Essa já entrou para o terreno das lendas urbanas e virtuais, e todo mundo imagina a loucura que ia ser: Cage (que sempre proclamou ser vidrado no Homem de Aço) vestindo capa e cuequinha vermelha, sob a batuta de ninguém menos que Tim Burton. Testes de figurino e elenco foram realizados, fotos disso tudo já foram espalhadas por anos na internet, bem como rascunhos do roteiro original. Só que não vingou, era 1997 e a Warner Bros ficou com medo de embarcar em uma nova releitura do herói, depois do fiasco da última aventura lançada nos cinemas, ainda com Christopher Reeve (Superman IV, 1987). Estavam também numa fase de apostar mais no Batman, após o sucesso da série cinematográfica do morcegão que o próprio Burton havia iniciado em 1989. O mais amargo de tudo isso é que Cage lamentou o fracasso da inciativa, ficou na vontade, e ainda teria o desgosto de ver uma versão malfeita sua, dessa tentativa de filme, produzida em CGI tosco, em uma das mais constrangedoras cenas do malfadado filme do Flash, lançado recentemente, em 2023.




O Superman de Nicholas Cage em dois momentos: acima, nos testes de tela e figurinos originalmente feitos em 1997. A seguir, a deprimente e tosca reprodução em CGI, para o filme The Flash (2023)

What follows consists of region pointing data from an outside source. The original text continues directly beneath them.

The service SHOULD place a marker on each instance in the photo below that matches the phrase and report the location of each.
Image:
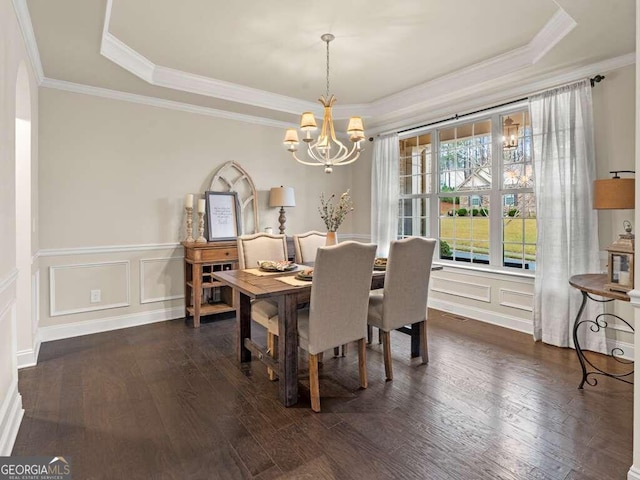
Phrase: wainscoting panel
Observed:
(161, 279)
(460, 288)
(70, 287)
(516, 299)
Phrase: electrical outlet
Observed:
(95, 296)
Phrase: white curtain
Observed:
(564, 169)
(385, 190)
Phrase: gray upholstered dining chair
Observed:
(306, 244)
(403, 300)
(252, 249)
(337, 312)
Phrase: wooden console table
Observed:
(593, 284)
(203, 295)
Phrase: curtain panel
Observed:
(567, 243)
(385, 192)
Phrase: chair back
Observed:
(260, 246)
(340, 295)
(307, 244)
(406, 283)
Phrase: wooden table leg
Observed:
(415, 340)
(288, 349)
(243, 325)
(197, 294)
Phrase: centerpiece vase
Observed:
(332, 239)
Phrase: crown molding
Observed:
(29, 37)
(553, 32)
(477, 76)
(121, 54)
(477, 96)
(159, 102)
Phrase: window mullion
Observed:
(495, 211)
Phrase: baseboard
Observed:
(29, 357)
(11, 413)
(88, 327)
(487, 316)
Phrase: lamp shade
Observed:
(291, 136)
(282, 197)
(308, 122)
(614, 193)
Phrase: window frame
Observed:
(495, 193)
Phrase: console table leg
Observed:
(244, 327)
(576, 343)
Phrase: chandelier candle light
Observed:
(327, 150)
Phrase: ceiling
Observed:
(264, 61)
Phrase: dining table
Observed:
(249, 285)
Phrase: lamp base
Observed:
(282, 219)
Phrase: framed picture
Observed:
(620, 275)
(222, 212)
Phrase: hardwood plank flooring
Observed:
(166, 401)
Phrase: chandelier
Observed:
(510, 134)
(326, 150)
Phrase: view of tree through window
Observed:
(448, 190)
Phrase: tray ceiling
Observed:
(266, 58)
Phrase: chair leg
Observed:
(272, 347)
(386, 347)
(362, 362)
(423, 342)
(314, 383)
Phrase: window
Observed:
(451, 176)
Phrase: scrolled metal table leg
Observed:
(576, 343)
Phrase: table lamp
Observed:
(282, 197)
(618, 194)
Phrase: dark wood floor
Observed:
(168, 401)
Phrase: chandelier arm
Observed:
(313, 164)
(348, 161)
(344, 158)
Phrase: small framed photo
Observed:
(620, 271)
(223, 215)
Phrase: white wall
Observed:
(13, 55)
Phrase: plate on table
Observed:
(380, 263)
(276, 266)
(306, 274)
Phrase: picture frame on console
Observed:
(222, 212)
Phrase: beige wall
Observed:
(507, 299)
(13, 57)
(107, 183)
(113, 177)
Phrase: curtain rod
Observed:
(597, 79)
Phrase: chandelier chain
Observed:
(327, 69)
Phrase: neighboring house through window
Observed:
(470, 184)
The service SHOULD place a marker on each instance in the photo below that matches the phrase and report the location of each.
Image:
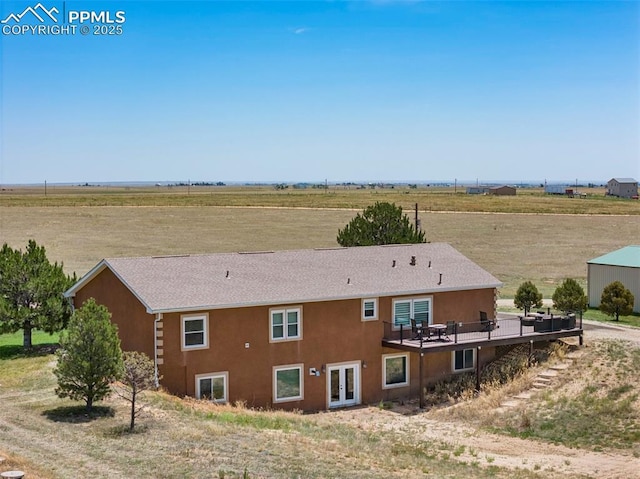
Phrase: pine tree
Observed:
(31, 292)
(569, 297)
(89, 358)
(616, 300)
(527, 297)
(382, 223)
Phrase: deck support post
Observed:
(478, 368)
(421, 367)
(530, 353)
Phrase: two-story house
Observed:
(306, 329)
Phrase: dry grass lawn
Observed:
(49, 439)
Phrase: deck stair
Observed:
(542, 381)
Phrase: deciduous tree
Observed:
(138, 375)
(89, 358)
(616, 300)
(31, 292)
(382, 223)
(569, 297)
(527, 297)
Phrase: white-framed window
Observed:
(369, 309)
(463, 360)
(288, 383)
(285, 324)
(395, 370)
(404, 310)
(212, 386)
(195, 331)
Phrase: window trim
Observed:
(375, 309)
(453, 360)
(205, 324)
(288, 367)
(407, 371)
(284, 312)
(411, 302)
(224, 375)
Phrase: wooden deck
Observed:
(509, 330)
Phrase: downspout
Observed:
(155, 348)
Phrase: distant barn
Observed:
(502, 190)
(622, 188)
(491, 190)
(621, 265)
(558, 190)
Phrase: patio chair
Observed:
(416, 329)
(486, 324)
(451, 329)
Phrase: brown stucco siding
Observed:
(135, 325)
(332, 332)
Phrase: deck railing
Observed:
(462, 331)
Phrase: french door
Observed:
(343, 384)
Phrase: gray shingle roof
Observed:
(197, 282)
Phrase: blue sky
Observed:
(308, 91)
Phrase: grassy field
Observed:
(527, 200)
(595, 409)
(52, 438)
(529, 237)
(514, 247)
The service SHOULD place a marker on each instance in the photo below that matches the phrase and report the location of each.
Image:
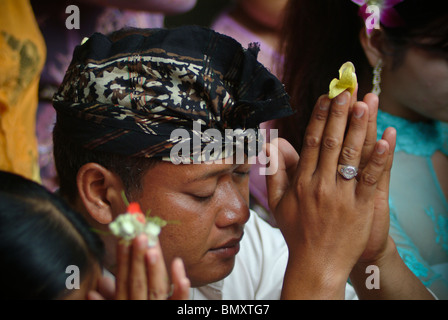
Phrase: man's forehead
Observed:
(189, 173)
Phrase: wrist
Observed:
(313, 279)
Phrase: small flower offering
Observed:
(133, 223)
(347, 80)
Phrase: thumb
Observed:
(285, 159)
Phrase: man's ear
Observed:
(100, 192)
(370, 45)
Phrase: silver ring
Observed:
(348, 172)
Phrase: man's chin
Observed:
(211, 275)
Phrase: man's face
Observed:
(210, 203)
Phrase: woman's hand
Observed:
(325, 218)
(142, 275)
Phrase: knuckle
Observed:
(311, 141)
(321, 191)
(320, 116)
(349, 154)
(330, 143)
(378, 161)
(369, 179)
(338, 111)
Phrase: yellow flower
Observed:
(347, 80)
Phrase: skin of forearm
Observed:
(315, 279)
(396, 281)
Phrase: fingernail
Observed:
(358, 112)
(342, 98)
(324, 104)
(152, 257)
(381, 148)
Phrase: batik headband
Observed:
(388, 15)
(128, 96)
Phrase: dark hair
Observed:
(40, 236)
(69, 157)
(320, 35)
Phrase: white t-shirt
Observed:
(259, 267)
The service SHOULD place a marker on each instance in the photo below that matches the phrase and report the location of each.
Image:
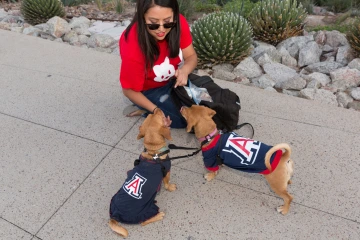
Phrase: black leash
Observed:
(173, 146)
(244, 124)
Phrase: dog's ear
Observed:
(191, 123)
(141, 133)
(165, 132)
(211, 112)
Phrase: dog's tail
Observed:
(285, 156)
(114, 225)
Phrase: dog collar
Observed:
(162, 151)
(209, 136)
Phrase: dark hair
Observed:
(148, 44)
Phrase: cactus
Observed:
(353, 36)
(40, 11)
(221, 37)
(276, 20)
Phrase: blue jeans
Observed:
(161, 97)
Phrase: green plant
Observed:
(243, 7)
(308, 5)
(40, 11)
(276, 20)
(353, 36)
(222, 2)
(221, 37)
(186, 7)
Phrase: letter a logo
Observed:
(133, 187)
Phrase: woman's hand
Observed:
(167, 121)
(181, 78)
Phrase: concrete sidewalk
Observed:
(66, 146)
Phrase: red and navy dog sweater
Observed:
(135, 201)
(239, 153)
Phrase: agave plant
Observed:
(221, 37)
(40, 11)
(353, 36)
(276, 20)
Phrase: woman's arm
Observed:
(139, 99)
(190, 63)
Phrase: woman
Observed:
(156, 46)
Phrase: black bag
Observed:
(225, 103)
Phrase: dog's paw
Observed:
(209, 176)
(282, 210)
(171, 187)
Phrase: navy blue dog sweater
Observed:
(135, 201)
(239, 153)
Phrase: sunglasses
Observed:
(154, 26)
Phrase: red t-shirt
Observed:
(132, 73)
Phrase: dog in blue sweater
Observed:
(135, 202)
(240, 153)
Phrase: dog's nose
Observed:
(182, 108)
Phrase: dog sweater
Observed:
(239, 153)
(135, 201)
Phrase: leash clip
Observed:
(156, 156)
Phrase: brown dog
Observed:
(135, 201)
(240, 153)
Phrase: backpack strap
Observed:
(244, 124)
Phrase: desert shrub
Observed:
(221, 37)
(186, 7)
(40, 11)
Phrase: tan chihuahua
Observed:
(135, 201)
(240, 153)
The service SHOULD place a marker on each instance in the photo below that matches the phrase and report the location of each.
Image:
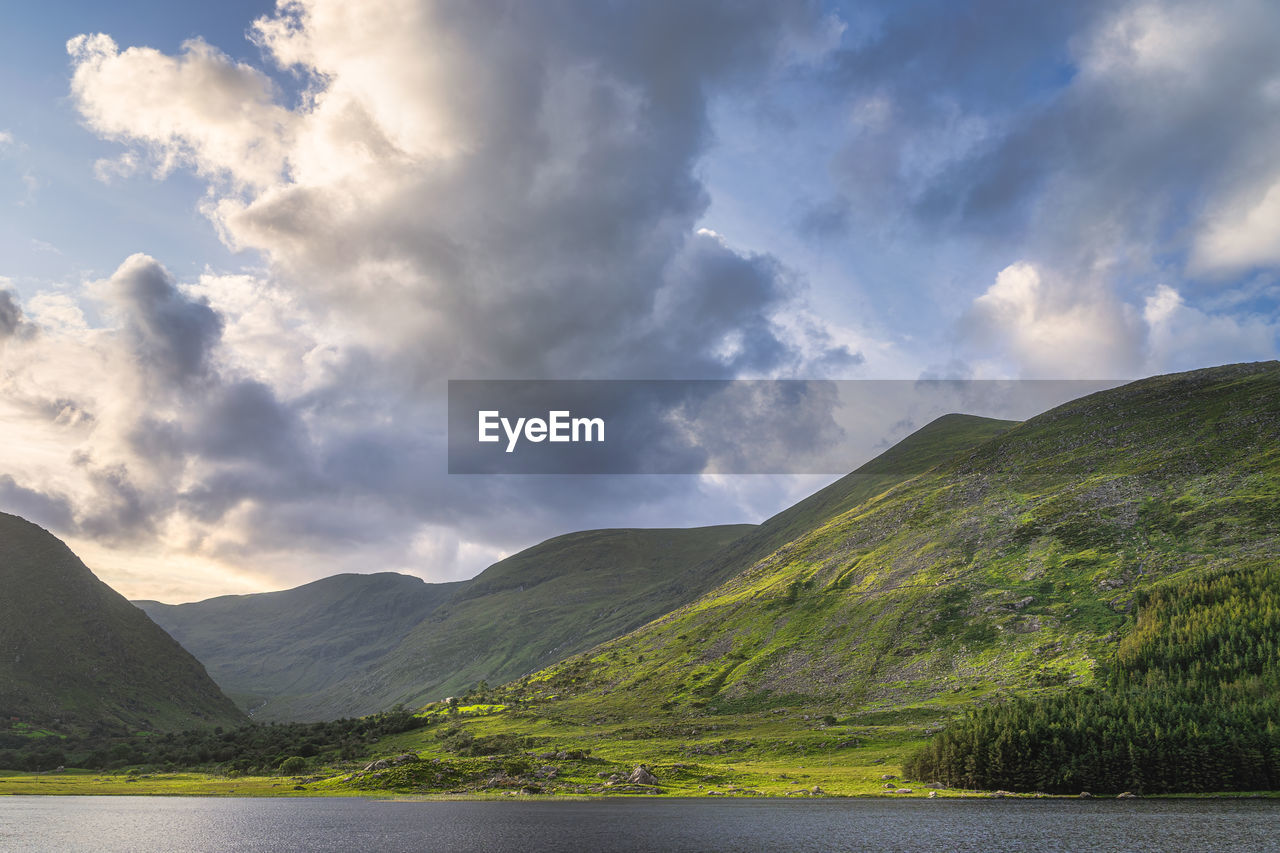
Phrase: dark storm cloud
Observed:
(46, 510)
(517, 200)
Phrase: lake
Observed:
(144, 824)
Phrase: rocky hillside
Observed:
(1010, 566)
(74, 655)
(302, 641)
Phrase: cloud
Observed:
(169, 332)
(10, 315)
(1242, 236)
(1045, 325)
(1054, 328)
(199, 109)
(453, 192)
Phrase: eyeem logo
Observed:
(558, 427)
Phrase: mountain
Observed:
(1011, 566)
(76, 655)
(355, 644)
(361, 643)
(302, 641)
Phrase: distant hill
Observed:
(302, 641)
(76, 655)
(356, 644)
(1011, 566)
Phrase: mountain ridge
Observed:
(76, 655)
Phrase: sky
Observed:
(245, 246)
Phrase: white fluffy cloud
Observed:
(458, 190)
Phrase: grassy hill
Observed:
(1087, 598)
(74, 655)
(1011, 566)
(533, 609)
(302, 641)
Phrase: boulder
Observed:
(641, 775)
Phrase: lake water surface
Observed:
(145, 824)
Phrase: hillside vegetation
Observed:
(357, 644)
(302, 641)
(74, 655)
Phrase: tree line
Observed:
(1189, 703)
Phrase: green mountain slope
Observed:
(530, 610)
(1011, 566)
(302, 641)
(918, 452)
(361, 643)
(76, 655)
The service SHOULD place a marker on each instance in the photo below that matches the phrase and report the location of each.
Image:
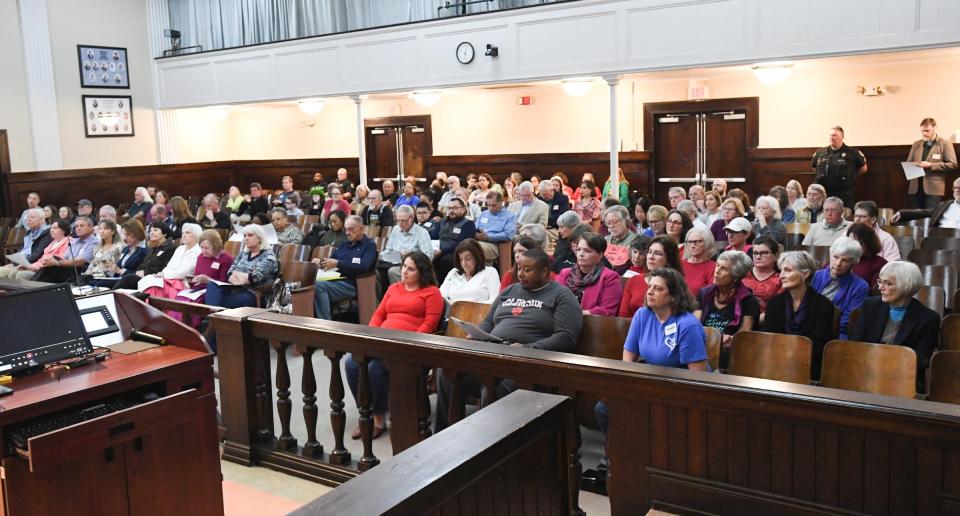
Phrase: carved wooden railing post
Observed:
(286, 441)
(238, 365)
(338, 418)
(365, 407)
(261, 390)
(308, 385)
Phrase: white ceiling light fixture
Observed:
(109, 119)
(577, 87)
(310, 106)
(426, 98)
(219, 113)
(773, 72)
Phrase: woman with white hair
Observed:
(255, 266)
(181, 264)
(896, 317)
(142, 202)
(728, 305)
(698, 268)
(837, 282)
(767, 222)
(799, 309)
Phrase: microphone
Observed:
(147, 337)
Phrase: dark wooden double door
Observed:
(698, 141)
(396, 147)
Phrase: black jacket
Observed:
(919, 330)
(818, 325)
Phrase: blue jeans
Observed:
(378, 379)
(327, 292)
(229, 297)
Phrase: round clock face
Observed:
(465, 52)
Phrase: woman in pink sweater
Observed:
(414, 304)
(596, 287)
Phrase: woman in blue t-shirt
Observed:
(664, 332)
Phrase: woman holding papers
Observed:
(212, 264)
(105, 255)
(471, 279)
(256, 266)
(414, 304)
(173, 278)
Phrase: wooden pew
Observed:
(679, 440)
(512, 457)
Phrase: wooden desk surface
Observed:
(59, 388)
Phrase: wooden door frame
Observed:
(651, 110)
(400, 121)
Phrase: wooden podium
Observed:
(159, 457)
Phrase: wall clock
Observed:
(465, 52)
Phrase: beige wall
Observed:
(795, 113)
(73, 23)
(14, 110)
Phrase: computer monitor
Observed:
(40, 326)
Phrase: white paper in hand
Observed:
(18, 259)
(912, 170)
(149, 281)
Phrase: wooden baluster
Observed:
(455, 410)
(365, 407)
(261, 393)
(489, 394)
(308, 385)
(338, 418)
(423, 399)
(284, 406)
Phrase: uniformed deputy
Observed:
(837, 167)
(935, 155)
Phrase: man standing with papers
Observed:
(934, 155)
(355, 256)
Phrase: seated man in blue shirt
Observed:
(355, 256)
(495, 225)
(79, 254)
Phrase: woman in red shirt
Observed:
(414, 304)
(697, 266)
(662, 252)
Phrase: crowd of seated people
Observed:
(712, 259)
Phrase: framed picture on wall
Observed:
(107, 115)
(103, 67)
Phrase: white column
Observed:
(158, 19)
(41, 90)
(361, 139)
(612, 81)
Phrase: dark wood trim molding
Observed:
(6, 202)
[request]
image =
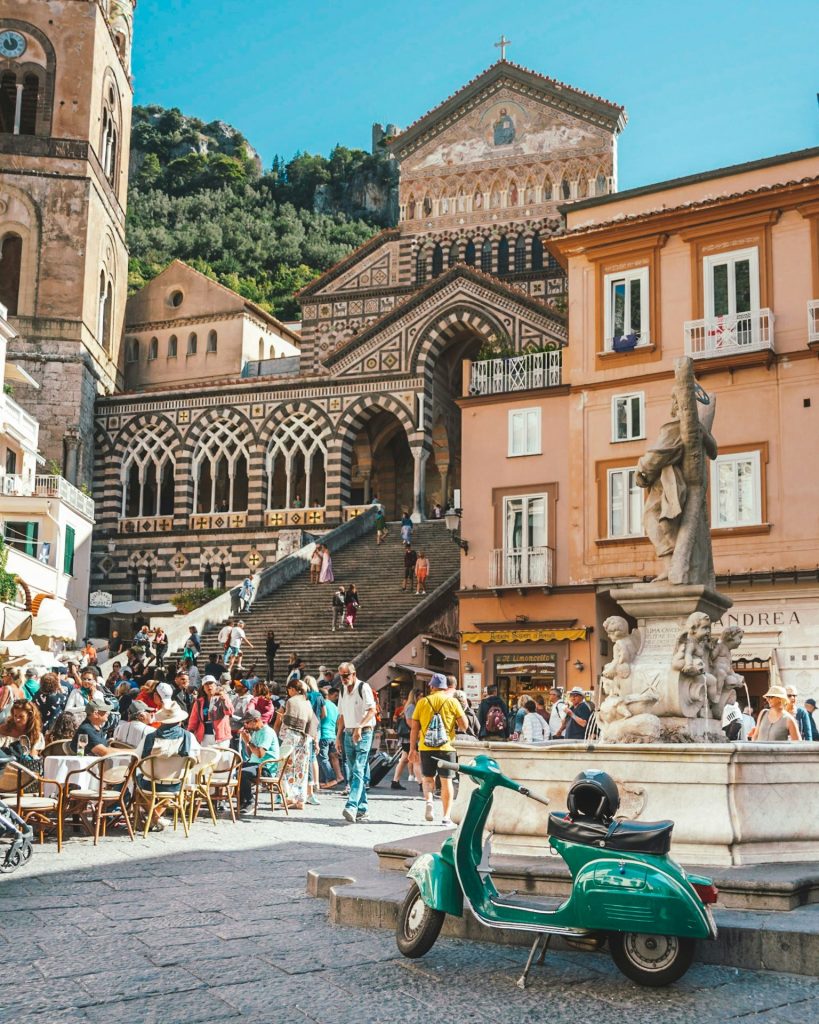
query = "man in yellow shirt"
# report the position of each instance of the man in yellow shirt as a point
(439, 700)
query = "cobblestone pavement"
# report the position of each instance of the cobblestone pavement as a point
(219, 928)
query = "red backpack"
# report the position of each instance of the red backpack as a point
(496, 721)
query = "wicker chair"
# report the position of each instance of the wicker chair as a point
(158, 770)
(223, 782)
(108, 797)
(275, 781)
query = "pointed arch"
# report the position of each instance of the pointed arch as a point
(220, 468)
(503, 255)
(146, 475)
(296, 462)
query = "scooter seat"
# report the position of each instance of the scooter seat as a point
(623, 837)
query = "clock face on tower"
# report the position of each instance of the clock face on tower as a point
(12, 44)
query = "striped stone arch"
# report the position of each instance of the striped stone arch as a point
(138, 425)
(283, 412)
(339, 459)
(442, 327)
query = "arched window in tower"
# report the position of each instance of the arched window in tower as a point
(10, 260)
(437, 260)
(503, 255)
(296, 463)
(28, 108)
(220, 470)
(520, 254)
(486, 256)
(421, 266)
(536, 253)
(147, 475)
(8, 101)
(101, 310)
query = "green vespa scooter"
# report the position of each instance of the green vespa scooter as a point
(626, 888)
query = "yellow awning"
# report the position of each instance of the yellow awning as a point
(516, 636)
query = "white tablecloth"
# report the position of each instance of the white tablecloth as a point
(58, 766)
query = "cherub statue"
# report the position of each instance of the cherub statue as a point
(692, 657)
(626, 647)
(723, 668)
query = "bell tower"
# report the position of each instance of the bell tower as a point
(66, 101)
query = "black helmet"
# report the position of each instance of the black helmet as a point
(593, 795)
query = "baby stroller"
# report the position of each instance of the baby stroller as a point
(13, 830)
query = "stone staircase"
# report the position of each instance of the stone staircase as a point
(300, 611)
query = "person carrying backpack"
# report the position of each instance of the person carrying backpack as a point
(434, 722)
(492, 716)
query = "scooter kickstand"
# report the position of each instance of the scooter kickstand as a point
(546, 939)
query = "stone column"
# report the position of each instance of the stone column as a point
(420, 457)
(72, 442)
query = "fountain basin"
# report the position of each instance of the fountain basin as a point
(731, 803)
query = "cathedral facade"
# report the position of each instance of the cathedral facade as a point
(289, 429)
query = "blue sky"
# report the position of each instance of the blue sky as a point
(705, 83)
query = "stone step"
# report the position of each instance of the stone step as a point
(774, 940)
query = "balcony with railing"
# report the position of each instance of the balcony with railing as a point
(57, 486)
(518, 567)
(516, 373)
(813, 322)
(734, 334)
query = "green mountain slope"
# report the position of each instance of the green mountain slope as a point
(198, 194)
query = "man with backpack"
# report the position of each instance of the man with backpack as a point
(434, 722)
(492, 716)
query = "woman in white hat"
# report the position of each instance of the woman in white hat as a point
(775, 723)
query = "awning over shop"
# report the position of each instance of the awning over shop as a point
(53, 620)
(15, 624)
(133, 608)
(516, 636)
(447, 649)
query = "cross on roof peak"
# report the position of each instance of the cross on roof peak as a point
(503, 42)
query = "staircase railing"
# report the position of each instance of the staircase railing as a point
(269, 580)
(408, 626)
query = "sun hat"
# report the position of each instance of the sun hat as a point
(171, 714)
(96, 704)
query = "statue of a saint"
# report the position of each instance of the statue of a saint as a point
(504, 129)
(675, 473)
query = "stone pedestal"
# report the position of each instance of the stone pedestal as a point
(679, 700)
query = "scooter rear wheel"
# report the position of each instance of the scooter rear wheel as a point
(651, 960)
(418, 926)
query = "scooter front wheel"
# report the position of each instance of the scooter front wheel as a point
(418, 926)
(651, 960)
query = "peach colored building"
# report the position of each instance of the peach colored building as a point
(723, 266)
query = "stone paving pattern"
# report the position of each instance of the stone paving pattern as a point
(219, 928)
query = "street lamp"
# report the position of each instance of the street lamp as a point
(453, 519)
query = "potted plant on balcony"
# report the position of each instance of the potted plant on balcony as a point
(623, 342)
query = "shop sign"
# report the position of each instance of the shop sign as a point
(472, 685)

- O SENHOR DOS ANÉIS, by The Beatles

Cartaz produzido por fãs de como seria o "Senhor dos Anéis" dos Beatles: 
George seria Gandalf, Paul e Ringo encarnariam Frodo e Sam, e Lennon ficaria como o Gollum! Direção a cargo do mestre Stanley Kubrick

Essa pertenceu ao terreno da lenda durante muito tempo, mas já foi confirmada em algumas biografias do grupo, e mais recentemente, pelo próprio diretor dos filmes épicos da obra, que bateram recordes de bilheteria e ganharam Oscars entre 2001 e 2003 - o renomado Peter Jackson. Foi durante os trabalhos de restauração dele das filmagens da banda em 2022, para o projeto documental Get Back e do filme original Let it Be, de 1970. Devido aos rumores, o próprio diz que sempre teve muita curiosidade de saber o que havia realmente ocorrido na época, e aproveitou a oportunidade para questionar diretamente Paul McCartney. Jackson conta: "Apesar de não se lembrar bem de alguns detalhes, Paul disse que eles realmente tinham a intenção de filmar uma versão musical de Lord of the Rings, após receberem cópias dos livros, para lerem durante o retiro espiritual que fizeram na Índia em 1968, com o Maharishi". O grande problema é que o grupo não obteve a autorização do autor da obra, J.R.R. Tolkien, que torceu a cara para a ideia de ver um grupo pop adaptando a sua obra-prima - ele detestava rock e toda a cultura jovem da época. O que muitos não sabem é que os Beatles, naquele período, ainda estavam presos a um contrato com a United Artists para a produção de mais um último filme, após os sucessos avassaladores de Os Reis do Iê-Iê-Iê (A Hard Day's Night, 1964) e Socorro (Help!, 1965), mas o grupo se sentia pressionado a isso justamente em meio à grande crise que enfrentavam, com a morte do empresário Brian Epstein, a perda dos rumos da banda em novos projetos, e as pesadas críticas em cima de um outro filme, feito por eles em  formato mais "experimental" como um especial para a TV inglesa em 1967, o Magical Mistery Tour. A banda se encontrava em um momento tão atribulado de sua carreira (e que logo acabaria conduzindo ao seu término, dentro de dois anos), que eles simplesmente respiraram aliviados quando concluíram pela ideia de simplesmente produzir um desenho animado com as figuras e as músicas deles, como forma de quitar o contrato (Yellow Submarine, de 1968), e então a ideia de "O Senhor dos Anéis" foi totalmente deixada de lado. Detalhe: para o projeto original do filme, os rapazes de Liverpool simplesmente pensavam em contratar ninguém menos que Stanley Kubrick para a direção.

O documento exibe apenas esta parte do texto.